A well-known social bee that provides pollination services is the non-native honey bee, a species that lives in man-made hives designed to easily transport bees and harvest honey. Honey bees are technically native to Europe, but have been domesticated by humans for thousands of years. Unlike native social bees that die off in the fall, honey bees hibernate during the winter inside their hives.

When a queen honey bee grows old after two to three years, offspring are designated as future queens and fed a highly nutritious diet of royal jelly – a mixture of nectar and pollen. The young queen is raised by her sisters until she reaches maturity. Then she leaves the nest to begin laying offspring and building a colony of her own. The honey bee colony continues to survive, cycling through generation after generation.
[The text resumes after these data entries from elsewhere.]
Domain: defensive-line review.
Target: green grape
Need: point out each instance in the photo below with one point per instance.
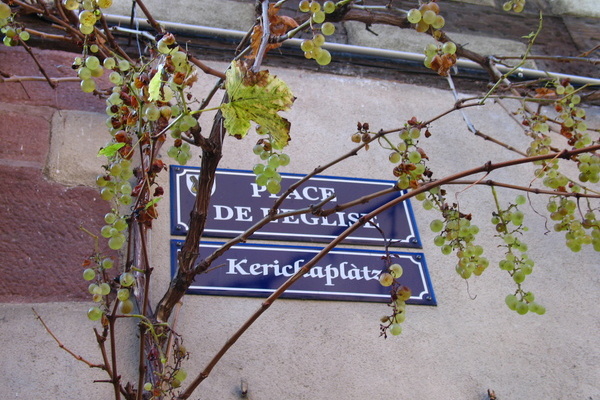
(273, 161)
(126, 279)
(413, 16)
(318, 17)
(123, 294)
(104, 3)
(399, 318)
(116, 242)
(324, 57)
(414, 157)
(89, 274)
(115, 78)
(318, 40)
(273, 186)
(88, 85)
(109, 63)
(449, 48)
(94, 313)
(386, 279)
(395, 329)
(414, 133)
(87, 18)
(261, 180)
(537, 308)
(180, 375)
(284, 160)
(522, 308)
(439, 22)
(329, 7)
(109, 218)
(436, 225)
(431, 50)
(439, 240)
(396, 270)
(429, 17)
(511, 301)
(152, 112)
(328, 29)
(5, 10)
(307, 45)
(123, 65)
(104, 288)
(84, 73)
(98, 72)
(107, 263)
(395, 157)
(125, 307)
(519, 277)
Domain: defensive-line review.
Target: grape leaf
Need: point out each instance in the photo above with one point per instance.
(256, 97)
(111, 150)
(154, 87)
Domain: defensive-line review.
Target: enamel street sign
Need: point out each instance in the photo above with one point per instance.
(254, 270)
(237, 203)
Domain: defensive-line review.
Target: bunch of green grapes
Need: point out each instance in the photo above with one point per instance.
(515, 5)
(573, 124)
(399, 295)
(12, 31)
(589, 167)
(440, 58)
(266, 174)
(509, 225)
(577, 232)
(425, 17)
(312, 47)
(409, 158)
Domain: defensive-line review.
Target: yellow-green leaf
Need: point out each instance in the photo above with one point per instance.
(154, 92)
(256, 97)
(110, 150)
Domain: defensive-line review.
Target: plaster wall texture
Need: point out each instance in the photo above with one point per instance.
(326, 349)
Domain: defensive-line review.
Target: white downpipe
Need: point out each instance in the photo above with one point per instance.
(348, 48)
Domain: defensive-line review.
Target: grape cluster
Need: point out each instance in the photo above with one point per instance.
(457, 233)
(573, 125)
(589, 167)
(509, 225)
(312, 48)
(101, 286)
(399, 295)
(91, 11)
(266, 174)
(440, 58)
(515, 5)
(577, 232)
(426, 17)
(11, 30)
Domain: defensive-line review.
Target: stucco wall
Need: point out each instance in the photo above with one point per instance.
(330, 350)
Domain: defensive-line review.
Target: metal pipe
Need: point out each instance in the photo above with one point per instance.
(352, 49)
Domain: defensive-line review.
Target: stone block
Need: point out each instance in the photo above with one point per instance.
(225, 14)
(75, 140)
(25, 134)
(43, 246)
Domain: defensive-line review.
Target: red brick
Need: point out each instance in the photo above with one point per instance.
(42, 246)
(67, 96)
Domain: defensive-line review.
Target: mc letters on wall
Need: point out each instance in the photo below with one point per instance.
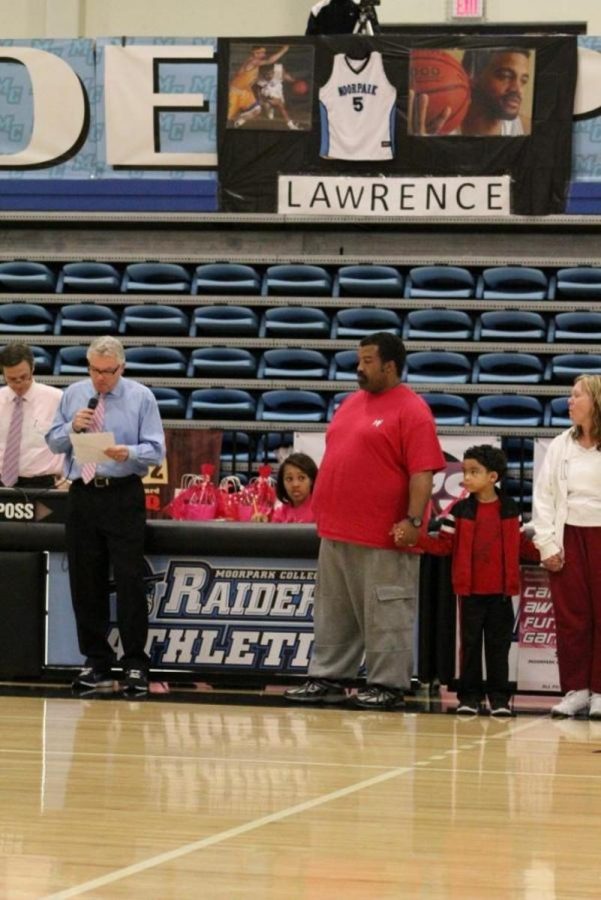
(92, 121)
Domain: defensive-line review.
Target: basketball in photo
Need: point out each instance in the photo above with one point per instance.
(300, 87)
(437, 75)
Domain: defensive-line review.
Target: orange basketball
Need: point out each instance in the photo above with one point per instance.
(443, 79)
(300, 87)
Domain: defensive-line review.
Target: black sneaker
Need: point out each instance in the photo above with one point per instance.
(375, 696)
(90, 678)
(317, 690)
(136, 681)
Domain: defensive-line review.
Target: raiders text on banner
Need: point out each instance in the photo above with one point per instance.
(310, 195)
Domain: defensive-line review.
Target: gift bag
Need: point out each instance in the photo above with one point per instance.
(196, 500)
(260, 495)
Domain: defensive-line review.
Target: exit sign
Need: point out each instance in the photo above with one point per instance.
(466, 9)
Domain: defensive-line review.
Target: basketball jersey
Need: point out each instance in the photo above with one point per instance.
(244, 79)
(357, 109)
(273, 89)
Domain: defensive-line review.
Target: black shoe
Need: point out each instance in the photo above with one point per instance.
(136, 681)
(90, 678)
(317, 690)
(376, 696)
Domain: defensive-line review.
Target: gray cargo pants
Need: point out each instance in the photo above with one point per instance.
(365, 602)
Building ecosystem resilience for bees

Female bees, responsible for future bee populations, face risks early in the season with limited flowers to visit for energy and a decline in nesting sites in more developed areas.

It’s best to provide female bees with many early spring flowers – they rely on nectar from flowers to fuel their search for a nesting spot. Planting early flowering plants such as willow, poplar, cherry trees and other spring blooms provides nectar for queen bees.

Garden restoration benefits all bees by fostering nesting sites for social and solitary bees. Nesting sites boost bee populations, pollinating native plants and boosting production in our backyard gardens and community gardens.

How can you help these amazing bees? Simply let them be. If it’s spring and a big bee is too close for comfort, move calmly out of the way and admire her from afar. Female bees, looking for a home, are usually too preoccupied with their search to sting you.